My days were spent reading a lot of books from Kerouac to Sci-fi. The nights were spent with friends playing records, talking madly about lyrics, music, philosophy, the environment, infinity, books, art, and spirituality.

I went to at least three gigs a week and all the free festivals in Hyde Park, then the summer festivals – (the likes of Windsor Jazz and Blues, Woburn Abbey, Glastonbury). My haunts were Les Cousins, Middle Earth, UFO, Marquis, Eel Pie Island, Toby Jug, college gigs and Fishmonger’s Arms and hosts of others. I was heavily into the full range of underground bands – Hendrix, Free, Cream, Mothers, Beefheart, Country Joe and the Fish, Bonzos, John Mayall, Fleetwood Mac, Pink Floyd, Edgar Broughton, Dylan, Doors and hundreds more. At places like Cousins there was wizardry in the form of Jackson C Frank, Bert Jansch, John Renbourn and Davy Graham.

Having discovered the genius of Roy Harper in 1967 at least twice a week, sometimes four times a week, I’d go and catch a Harper gig. He invited me round, gave me his number and we became friends. That added a new dimension to my crowded schedule.

In the day I’d wander around town, buying the underground paper IT, checking out gigs, looking through second-hand albums for bargains (original remaindered cardboard sleeve Folkways albums of Woody Guthrie and Sleepy John Estes), West Coast acid rock, progressive rock, blues, folk, singer songwriters and psychedelic.

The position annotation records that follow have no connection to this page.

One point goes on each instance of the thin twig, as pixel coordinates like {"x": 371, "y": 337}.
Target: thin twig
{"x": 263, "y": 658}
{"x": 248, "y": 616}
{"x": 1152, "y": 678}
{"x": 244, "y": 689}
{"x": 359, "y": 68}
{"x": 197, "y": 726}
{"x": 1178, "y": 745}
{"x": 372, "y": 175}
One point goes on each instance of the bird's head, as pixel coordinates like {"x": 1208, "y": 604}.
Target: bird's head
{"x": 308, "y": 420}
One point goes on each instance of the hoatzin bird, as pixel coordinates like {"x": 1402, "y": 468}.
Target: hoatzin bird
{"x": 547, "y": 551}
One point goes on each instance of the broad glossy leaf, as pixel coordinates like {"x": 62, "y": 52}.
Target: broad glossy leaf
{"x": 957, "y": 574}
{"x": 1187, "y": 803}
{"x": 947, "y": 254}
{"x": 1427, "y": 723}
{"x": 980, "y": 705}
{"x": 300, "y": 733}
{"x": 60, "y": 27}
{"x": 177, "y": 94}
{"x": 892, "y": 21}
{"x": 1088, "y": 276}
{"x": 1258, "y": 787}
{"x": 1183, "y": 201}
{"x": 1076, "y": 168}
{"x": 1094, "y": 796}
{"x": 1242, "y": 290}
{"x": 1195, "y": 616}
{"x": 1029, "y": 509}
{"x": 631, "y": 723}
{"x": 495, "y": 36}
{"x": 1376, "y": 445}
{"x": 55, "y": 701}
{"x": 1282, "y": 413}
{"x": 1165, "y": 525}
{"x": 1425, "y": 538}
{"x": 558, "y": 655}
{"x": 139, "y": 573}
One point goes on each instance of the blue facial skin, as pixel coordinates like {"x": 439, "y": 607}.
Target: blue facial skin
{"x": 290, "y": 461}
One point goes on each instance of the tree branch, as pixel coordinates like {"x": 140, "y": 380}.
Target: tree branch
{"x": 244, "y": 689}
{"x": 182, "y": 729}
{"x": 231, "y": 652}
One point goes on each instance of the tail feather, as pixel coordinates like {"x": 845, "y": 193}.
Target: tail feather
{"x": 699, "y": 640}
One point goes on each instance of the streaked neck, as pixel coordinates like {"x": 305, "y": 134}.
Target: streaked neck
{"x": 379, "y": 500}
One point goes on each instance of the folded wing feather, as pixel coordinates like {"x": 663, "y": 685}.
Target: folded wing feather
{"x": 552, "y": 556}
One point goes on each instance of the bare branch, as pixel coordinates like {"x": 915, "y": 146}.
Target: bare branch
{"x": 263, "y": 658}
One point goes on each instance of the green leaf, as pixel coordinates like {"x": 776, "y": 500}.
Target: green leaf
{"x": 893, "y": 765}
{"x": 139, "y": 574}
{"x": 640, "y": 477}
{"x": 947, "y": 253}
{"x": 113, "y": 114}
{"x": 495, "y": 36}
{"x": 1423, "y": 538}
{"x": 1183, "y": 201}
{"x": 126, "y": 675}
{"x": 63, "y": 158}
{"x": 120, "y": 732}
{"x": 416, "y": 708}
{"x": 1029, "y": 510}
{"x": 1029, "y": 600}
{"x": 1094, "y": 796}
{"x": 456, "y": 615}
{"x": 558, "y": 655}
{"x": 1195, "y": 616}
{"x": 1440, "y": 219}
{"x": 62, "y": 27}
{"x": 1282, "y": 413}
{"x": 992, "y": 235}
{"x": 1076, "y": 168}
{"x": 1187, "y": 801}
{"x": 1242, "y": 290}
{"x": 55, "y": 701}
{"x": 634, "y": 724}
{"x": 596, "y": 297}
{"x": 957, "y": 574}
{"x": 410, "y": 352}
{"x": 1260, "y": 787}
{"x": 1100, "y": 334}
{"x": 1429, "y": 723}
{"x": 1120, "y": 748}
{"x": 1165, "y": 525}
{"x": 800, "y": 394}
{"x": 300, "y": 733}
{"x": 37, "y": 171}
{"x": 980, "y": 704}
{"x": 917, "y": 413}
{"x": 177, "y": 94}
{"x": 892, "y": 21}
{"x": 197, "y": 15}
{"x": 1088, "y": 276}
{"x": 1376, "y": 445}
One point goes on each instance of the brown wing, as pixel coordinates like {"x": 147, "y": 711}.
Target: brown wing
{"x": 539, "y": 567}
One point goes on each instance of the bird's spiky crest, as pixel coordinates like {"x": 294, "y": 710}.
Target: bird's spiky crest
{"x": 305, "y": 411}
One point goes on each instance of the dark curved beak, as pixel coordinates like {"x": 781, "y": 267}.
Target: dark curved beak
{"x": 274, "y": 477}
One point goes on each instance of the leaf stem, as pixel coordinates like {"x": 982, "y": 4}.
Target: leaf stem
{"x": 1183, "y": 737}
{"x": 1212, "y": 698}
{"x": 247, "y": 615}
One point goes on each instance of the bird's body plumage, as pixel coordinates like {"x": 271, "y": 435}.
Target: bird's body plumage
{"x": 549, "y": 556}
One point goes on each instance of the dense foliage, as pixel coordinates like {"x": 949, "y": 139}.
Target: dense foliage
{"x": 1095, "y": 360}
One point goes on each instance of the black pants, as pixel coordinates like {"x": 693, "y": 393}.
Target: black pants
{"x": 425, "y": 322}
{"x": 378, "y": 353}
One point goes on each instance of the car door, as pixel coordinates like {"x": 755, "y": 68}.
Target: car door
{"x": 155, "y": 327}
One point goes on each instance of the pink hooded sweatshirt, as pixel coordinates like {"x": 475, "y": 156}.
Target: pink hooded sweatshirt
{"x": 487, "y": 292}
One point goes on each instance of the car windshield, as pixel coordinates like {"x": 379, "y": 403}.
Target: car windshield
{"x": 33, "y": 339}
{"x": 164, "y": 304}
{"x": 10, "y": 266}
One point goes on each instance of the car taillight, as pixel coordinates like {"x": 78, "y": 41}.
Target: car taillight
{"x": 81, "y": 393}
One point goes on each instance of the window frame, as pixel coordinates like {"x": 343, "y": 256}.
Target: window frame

We starved so we could go to gigs and buy albums. Well worth it!

In those halcyon days of 1967/68/69 Harper was on fire! – A fiery ball of anarchic wisdom, beat poetry, vitriolic social comment and musical genius. Those early gigs were fantastic. They melted my brain. His poetry was in a different realm. Nobody was as insightful or scathing – not even Dylan.

Those days were mind blowing. I was eighteen/nineteen. Full of energy. My mind was incandescent.  Gigs back then were amazing. You could be bouncing around all night at Middle Earth to Edgar Broughton or sitting in wonder in the cellar at Les Cousins watching Bert, John or Davy weave their magic.

I remember going to Eel Pie Island to see Pink Floyd. A lady collected a penny off us to cross the bridge. It cost a ridiculous seventeen and a half pence (price went up from twelve and a half pence because there was a double header with Blossom Toes). We bounced around on the old rotten floor that swayed and bounced along with us.

Roy played anywhere that would have him. He did the folk clubs, college circuit, festivals and all manner of small clubs. He hitched to gigs or went by train. Occasionally I’d give him a lift on the back of my motor bike or in my beat-up old Ford popular.

When I first started following Roy his audience was often only around twenty or thirty. By the end of 1968 they were queuing around the block. I was lucky. Roy put me on the door!  Being put on the door was a great help to my limited finances.

Roy was often on with other people – Free, Al Stewart, Bonzos, Ralph McTell, John Renbourn and Bert Jansch come to mind. Always a joy. I got to see and meet a lot of great musicians.

Somehow, I managed to fit in a lecture or two (I actually attended under half) and actually finished with a BSc in Zoology!! Phew!! Mind you, I could have got a PhD on Harper and the songwriting or the sixties underground!! They didn’t do degrees in that though!

2 thoughts on “Sixties in Context – a small chunk of biography.

  1. I was more of a mature student (in some ways) but couldn’t handle London. I sat outside Middx Poly after my interview, looking at London and thought. I can’t take this.
    Different stories, different personalities. But R H there for both ua.